Un’analisi sulle transizioni tra i due settori mostra invece come la probabilità di muoversi tra pubblico e privato sia molto bassa: i due settori costituiscono per lo più mondi a sé stanti. Alcune carriere del pubblico sono effettivamente poco spendibili nel privato, si pensi ad esempio al mondo della scuola o delle forze armate. Lo stesso vale per alcuni settori del privato come le manifatture o le costruzioni.

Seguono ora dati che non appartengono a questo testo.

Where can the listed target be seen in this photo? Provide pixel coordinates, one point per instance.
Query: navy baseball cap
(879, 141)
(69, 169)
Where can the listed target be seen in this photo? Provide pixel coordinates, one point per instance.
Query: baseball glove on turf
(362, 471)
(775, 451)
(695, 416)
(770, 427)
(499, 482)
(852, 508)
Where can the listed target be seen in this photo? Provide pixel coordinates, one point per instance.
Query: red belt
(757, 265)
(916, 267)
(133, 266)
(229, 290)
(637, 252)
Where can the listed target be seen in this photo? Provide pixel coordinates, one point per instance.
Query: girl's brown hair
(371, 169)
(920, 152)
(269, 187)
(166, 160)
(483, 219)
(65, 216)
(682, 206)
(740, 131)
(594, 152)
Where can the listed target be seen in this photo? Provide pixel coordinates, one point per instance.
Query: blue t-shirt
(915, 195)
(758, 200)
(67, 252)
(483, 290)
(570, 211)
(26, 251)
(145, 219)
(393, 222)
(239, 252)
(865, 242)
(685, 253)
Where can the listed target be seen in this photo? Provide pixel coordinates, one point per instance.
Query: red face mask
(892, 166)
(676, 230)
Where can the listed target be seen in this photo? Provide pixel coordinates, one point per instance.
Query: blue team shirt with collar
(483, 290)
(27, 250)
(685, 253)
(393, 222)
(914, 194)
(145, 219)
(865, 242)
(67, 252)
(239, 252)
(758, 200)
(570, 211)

Maggiore mobilità si osserva per le donne -che tendono a muoversi da privato a pubblico con più facilità- e per i giovani con carriere precarie, che hanno una mobilità generalmente più elevata di transitare da un mercato all’altro.

Non vi sono molte analisi nella letteratura economica sulle carriere dei lavoratori pubblici, specialmente sui paesi più sviluppati, principalmente a causa della carenza di dati amministrativi di qualità. I dati Inps forniscono una nuova fonte informativa, e le prime analisi mostrano caratteristiche peculiari del lavoro nel pubblico impiego rispetto al privato, aprendo alla possibilità di ulteriori approfondimenti nel futuro.